Back again.
Scott and I had to check on one of my projects in Arkansas, so I decided to bring the family and make another haunted trip out of it. Scott brought along his nephew Steven. Stevie also plays on our football team the Jaguars and is a buddy of Conner's.
We used emf detector for 1st time with some wild results but it will take some time to get used to it and the false positives.
We had many orbs in many of the photos but I really don't consider that to be paranormal at all anymore. We also had several strange experiences but none worth recording.

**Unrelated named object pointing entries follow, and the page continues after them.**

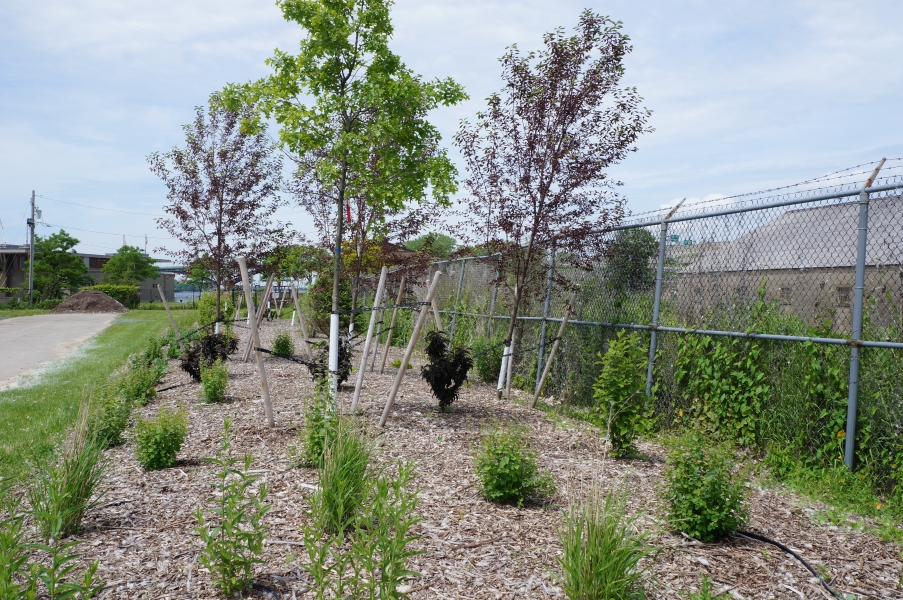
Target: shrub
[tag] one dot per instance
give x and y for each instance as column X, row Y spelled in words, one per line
column 213, row 382
column 110, row 416
column 508, row 468
column 283, row 344
column 137, row 382
column 233, row 532
column 126, row 295
column 601, row 554
column 319, row 425
column 66, row 489
column 487, row 358
column 207, row 350
column 447, row 369
column 343, row 478
column 620, row 393
column 158, row 440
column 705, row 498
column 206, row 307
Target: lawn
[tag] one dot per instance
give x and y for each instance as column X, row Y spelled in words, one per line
column 34, row 415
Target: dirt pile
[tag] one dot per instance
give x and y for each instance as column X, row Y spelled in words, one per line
column 89, row 301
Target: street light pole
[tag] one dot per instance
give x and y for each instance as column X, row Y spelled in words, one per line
column 31, row 255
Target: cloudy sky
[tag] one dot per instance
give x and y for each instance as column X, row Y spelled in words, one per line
column 745, row 95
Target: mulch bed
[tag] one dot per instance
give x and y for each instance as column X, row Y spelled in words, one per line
column 143, row 533
column 89, row 301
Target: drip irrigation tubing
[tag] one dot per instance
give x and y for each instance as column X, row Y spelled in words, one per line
column 761, row 538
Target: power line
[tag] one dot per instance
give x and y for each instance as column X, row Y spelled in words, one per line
column 152, row 237
column 100, row 207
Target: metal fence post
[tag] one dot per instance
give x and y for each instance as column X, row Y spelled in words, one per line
column 451, row 333
column 495, row 291
column 849, row 448
column 656, row 306
column 657, row 300
column 545, row 316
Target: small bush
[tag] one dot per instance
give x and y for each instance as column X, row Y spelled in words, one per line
column 66, row 489
column 206, row 351
column 487, row 358
column 110, row 416
column 319, row 426
column 137, row 382
column 213, row 382
column 233, row 530
column 620, row 394
column 343, row 478
column 126, row 295
column 601, row 554
column 158, row 440
column 508, row 468
column 283, row 344
column 447, row 369
column 705, row 498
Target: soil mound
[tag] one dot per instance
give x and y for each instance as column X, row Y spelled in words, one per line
column 90, row 301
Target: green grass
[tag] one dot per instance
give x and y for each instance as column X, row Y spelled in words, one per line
column 33, row 417
column 24, row 312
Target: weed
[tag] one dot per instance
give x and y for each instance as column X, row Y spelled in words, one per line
column 283, row 344
column 64, row 490
column 601, row 554
column 158, row 440
column 705, row 591
column 213, row 382
column 110, row 416
column 233, row 533
column 447, row 368
column 508, row 468
column 342, row 477
column 319, row 425
column 706, row 499
column 487, row 358
column 620, row 393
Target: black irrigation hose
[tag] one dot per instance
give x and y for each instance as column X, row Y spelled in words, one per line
column 761, row 538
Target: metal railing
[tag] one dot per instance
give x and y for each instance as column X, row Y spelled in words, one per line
column 824, row 260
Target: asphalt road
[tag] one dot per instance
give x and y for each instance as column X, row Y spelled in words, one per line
column 30, row 343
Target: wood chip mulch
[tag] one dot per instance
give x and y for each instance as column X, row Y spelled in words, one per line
column 143, row 532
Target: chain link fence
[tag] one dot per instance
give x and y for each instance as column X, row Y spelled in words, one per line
column 796, row 293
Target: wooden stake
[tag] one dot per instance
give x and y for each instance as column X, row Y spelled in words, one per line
column 259, row 317
column 172, row 321
column 310, row 353
column 548, row 367
column 410, row 350
column 365, row 352
column 436, row 314
column 255, row 338
column 382, row 365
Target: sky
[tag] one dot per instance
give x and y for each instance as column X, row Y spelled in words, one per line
column 746, row 95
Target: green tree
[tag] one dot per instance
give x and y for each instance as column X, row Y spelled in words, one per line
column 129, row 266
column 434, row 244
column 364, row 133
column 57, row 267
column 630, row 262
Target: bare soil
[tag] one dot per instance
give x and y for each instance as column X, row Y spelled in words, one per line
column 143, row 533
column 89, row 301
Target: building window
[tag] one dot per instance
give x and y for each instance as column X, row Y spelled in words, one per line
column 843, row 296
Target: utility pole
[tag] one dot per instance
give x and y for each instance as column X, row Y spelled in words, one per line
column 31, row 255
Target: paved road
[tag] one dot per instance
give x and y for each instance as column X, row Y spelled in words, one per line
column 28, row 343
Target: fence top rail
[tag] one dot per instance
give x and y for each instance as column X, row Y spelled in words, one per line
column 751, row 208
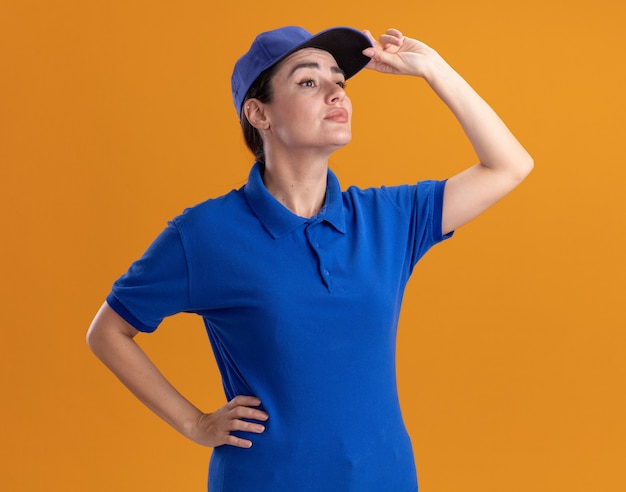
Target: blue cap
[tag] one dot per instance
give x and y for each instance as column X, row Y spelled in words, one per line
column 344, row 43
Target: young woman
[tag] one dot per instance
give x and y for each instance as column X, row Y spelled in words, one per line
column 300, row 284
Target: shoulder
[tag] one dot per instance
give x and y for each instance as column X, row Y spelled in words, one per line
column 211, row 210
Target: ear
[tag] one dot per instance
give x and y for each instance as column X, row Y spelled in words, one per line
column 254, row 111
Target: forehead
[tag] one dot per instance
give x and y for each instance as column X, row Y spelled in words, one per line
column 307, row 55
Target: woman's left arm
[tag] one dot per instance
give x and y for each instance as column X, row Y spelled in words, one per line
column 503, row 162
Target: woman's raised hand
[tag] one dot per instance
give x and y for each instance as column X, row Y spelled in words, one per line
column 397, row 54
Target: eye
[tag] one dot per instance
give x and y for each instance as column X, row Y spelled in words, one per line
column 307, row 83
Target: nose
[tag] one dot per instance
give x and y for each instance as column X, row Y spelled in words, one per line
column 336, row 93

I shared my last experience of being grabbed on the shoulder with the ghost tour and apparently it happens a lot in that room. The host says it means they (spirits) like me. She also says she thinks I am sensitive. I hope she didn't mean in the "easily hurt or damaged" way...?
No
I don't think I am. In any way.
By the 1870’s, the region was well known by the white man and small groups of health seekers came to the area in search of whatever cures were needed. At that time, a group of approximately 400 settlers had gathered around what we now know as Basin Spring. The Osage Indians had hewn the basin out of a large rock ages ago and the spring flowed freely into that basin. The community was a ramshackle assortment of tents, lean-to’s and shanties. During an Independence Day celebration, the idea was proposed to formalize the settlement. A group of seven wealthy businessmen, including Alva Jackson, calling themselves the “Eureka Improvement Company” took it upon themselves to see to the development of this “Health Resort”. By the next year, the city charter had been formalized and the population had grown to 15,000. By the turn of the century, our full time population had grown to more than 20,000 permanent residents.